Una raccolta poetica che svela la ricerca incessante di una “lei” che vive dentro di noi.
Manuel Mascolo, attore, scrittore, cabarettista, cantante, musicista, show man, dopo l’ultimo libro, Salernoir, pubblicato nel 2020 da Saggese Editori, torna nel mondo editoriale con “Ho fatto un riassunto di ciò che vorrei dirti”, una raccolta di poesie, di pensieri, un diario scritto e scarabocchiato che racconta di “lei”.
In che modo il libro cattura la complessità dei discorsi mai fatti, appuntati su fogli sparsi, e come questi contribuiscono alla narrazione complessiva del sentimento espresso nelle pagine del libro?
Per comprendere bene il libro bisogna pensare ad esso come ad un “diario” piuttosto che a una semplice raccolta di poesie, un taccuino dove nel tempo ho appuntato parole e sentimenti, dove i versi prendevano forma tra sbavature e cancellature.
Questo lo rende sicuramente un lavoro più intimo, e lo stile usato nell’impaginazione vuole proprio riferirsi a questo, ci si ritrova (mi auguro) immersi in uno scenario profondo, dove parole non dette, ma appuntate su fogli e note, riescono in qualche modo a esprimere un sentimento complesso, col quale spesso non riusciamo a raffrontarci.
Quali sono alcuni dei motivi principali che la spingono a cercare costantemente la figura di “lei” e come questa ricerca si traduce nel tessuto delle poesie e del diario?
Ho sentito dire “si cucina sempre per qualcuno, altrimenti stai solo scaldando del cibo”, ecco potrei dirti la stessa cosa per quanto riguarda la poesia, la mia poesia.
Scrivo per lei, altrimenti starei solo buttando giù parole su un foglio…
Questo libro in particolare è una raccolta di tante parole che avrei voluto dirle, ma che per mancanza di tempo e spazio rischiavano di restare chiuse in un cassetto, e i cassetti prima o poi si riempiono, si ingolfano di carte scarabocchiate, fogli e pensieri, e quando sono troppo pieni poi risulta difficile aprirli…
L’ho cercata tanto, la cerco da sempre, e non basterebbero tutte le parole per descrivere a pieno un sentimento, e non parlo solo in maniera personale, credo sia difficile per tutti poterlo fare, o almeno poterlo fare accuratamente, allora la poesia mi ha aiutato a riassumere ciò che sentivo, e magari può aiutare altri…
Ognuno di noi ha una “lei”, o un “lui”, al quale dedichiamo qualcosa, forse un gesto, un pensiero, qualche parola, insomma… un pezzo di noi.
In che modo il libro riflette l’esperienza delle notti insonni e come questo stato d’animo contribuisce a plasmare il tono delle poesie e dei pensieri espressi?

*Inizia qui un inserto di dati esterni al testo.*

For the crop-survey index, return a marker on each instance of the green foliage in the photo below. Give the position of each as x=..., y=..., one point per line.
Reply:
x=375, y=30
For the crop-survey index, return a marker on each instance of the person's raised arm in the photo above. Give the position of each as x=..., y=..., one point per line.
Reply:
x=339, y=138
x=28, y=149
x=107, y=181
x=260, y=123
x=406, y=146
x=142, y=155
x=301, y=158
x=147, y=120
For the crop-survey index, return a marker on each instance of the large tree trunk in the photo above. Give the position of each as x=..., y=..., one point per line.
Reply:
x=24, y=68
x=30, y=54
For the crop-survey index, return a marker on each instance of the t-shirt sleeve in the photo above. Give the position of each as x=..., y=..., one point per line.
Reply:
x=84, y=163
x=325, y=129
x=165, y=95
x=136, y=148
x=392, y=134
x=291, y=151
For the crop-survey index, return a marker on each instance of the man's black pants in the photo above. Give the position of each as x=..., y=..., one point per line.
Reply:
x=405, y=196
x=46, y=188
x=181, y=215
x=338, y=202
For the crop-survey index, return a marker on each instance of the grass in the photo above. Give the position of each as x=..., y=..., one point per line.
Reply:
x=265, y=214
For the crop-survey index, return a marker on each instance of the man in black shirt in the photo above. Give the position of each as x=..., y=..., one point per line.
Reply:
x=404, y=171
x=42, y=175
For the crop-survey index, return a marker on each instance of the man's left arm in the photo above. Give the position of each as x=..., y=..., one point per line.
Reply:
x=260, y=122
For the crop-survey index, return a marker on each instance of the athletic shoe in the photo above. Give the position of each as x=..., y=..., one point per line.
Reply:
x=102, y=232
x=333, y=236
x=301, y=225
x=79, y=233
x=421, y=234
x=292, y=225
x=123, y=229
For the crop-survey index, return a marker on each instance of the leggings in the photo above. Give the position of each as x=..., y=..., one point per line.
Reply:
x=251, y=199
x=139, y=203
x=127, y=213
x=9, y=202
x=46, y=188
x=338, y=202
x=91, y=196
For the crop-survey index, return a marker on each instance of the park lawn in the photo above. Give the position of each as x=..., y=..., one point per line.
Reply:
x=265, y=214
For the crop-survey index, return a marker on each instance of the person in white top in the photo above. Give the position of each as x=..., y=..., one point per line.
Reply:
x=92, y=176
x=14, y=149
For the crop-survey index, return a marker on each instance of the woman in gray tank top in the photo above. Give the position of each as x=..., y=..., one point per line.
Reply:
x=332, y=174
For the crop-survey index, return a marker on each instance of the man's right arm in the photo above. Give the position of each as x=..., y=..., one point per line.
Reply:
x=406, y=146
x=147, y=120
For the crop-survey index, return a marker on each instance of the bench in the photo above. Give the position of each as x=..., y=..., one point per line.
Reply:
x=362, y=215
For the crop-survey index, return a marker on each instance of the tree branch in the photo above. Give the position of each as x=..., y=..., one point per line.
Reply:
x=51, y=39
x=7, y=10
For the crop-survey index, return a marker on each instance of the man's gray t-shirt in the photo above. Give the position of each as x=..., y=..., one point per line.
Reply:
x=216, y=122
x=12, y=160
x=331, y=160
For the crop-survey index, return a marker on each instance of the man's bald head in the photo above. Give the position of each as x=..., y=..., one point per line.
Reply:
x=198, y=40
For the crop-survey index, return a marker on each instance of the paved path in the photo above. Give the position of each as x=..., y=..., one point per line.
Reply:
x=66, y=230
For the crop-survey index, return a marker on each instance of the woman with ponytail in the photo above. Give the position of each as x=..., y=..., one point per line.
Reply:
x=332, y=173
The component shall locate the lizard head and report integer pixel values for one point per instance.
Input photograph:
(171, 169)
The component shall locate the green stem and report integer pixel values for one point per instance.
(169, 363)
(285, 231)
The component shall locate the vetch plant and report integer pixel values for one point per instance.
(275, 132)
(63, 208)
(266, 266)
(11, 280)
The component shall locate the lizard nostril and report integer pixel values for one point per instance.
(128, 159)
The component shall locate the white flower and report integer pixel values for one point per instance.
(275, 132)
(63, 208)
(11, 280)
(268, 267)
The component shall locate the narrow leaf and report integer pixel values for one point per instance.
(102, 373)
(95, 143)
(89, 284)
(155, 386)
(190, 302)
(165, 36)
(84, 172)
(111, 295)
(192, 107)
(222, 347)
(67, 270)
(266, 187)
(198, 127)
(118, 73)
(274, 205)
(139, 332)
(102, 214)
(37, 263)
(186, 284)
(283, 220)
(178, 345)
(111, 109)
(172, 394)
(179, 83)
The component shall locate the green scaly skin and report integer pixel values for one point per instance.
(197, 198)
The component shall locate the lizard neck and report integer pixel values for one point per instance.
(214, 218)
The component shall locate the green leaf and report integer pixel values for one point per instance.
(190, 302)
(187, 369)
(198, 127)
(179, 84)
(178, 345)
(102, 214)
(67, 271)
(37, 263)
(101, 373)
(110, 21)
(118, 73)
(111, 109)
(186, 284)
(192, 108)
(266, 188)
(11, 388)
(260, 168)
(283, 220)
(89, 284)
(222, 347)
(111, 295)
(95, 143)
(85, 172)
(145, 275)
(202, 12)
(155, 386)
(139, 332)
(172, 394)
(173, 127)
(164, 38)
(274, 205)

Alda Merini scrisse “I poeti lavorano di notte” ecco forse l’ho presa troppo alla lettera…
Di notte spesso capita di fare i conti con se stessi, di fare il punto della situazione, di arrovellarsi su quelle domande rimandate durante il giorno, la notte è sempre stata per me un momento di confronto, confronto con me stesso… e come ho scritto anche nel libro “quando non dormo sogno…” e da questo sognare ad occhi aperti che spesso nascono versi, racconti, canzoni… sono lì e appunto tutto, tra i miei pensieri o su fogli bianchi, così come vorrei esprimerli, così come li reciterei, così come vorrei dirli a lei.
Credo che l’insonnia sia la pena degli artisti, troppo impegnati a sognare costantemente da non potersi permettere di dormire…
Come si colloca questo lavoro all’interno del suo percorso artistico?
Amo la poesia da sempre, da quando non avevo il coraggio di scriverla, e di pubblicarla.
Ho raggiunto una consapevolezza nuova, l’idea che la poesia non merita abbandono, non merita dimenticanza, non merita di essere seppellita insieme a rimorsi e rimpianti. “La poesia non è di chi la scrive, è di chi gli serve” diceva Troisi ne Il postino…
E se anche a un solo lettore i miei versi risulteranno utili, se anche una o uno di loro troverà aiuto e bellezza nel mio riassunto… allora potrò dirmi soddisfatto, e tutte le notti insonni, tutte le pagine strappate, gli scarabocchi e le parole scritte e immaginate, tutto quell’agglomerato di sentimenti sbavati di inchiostro e cancellature, tutto questo… avrà avuto un senso.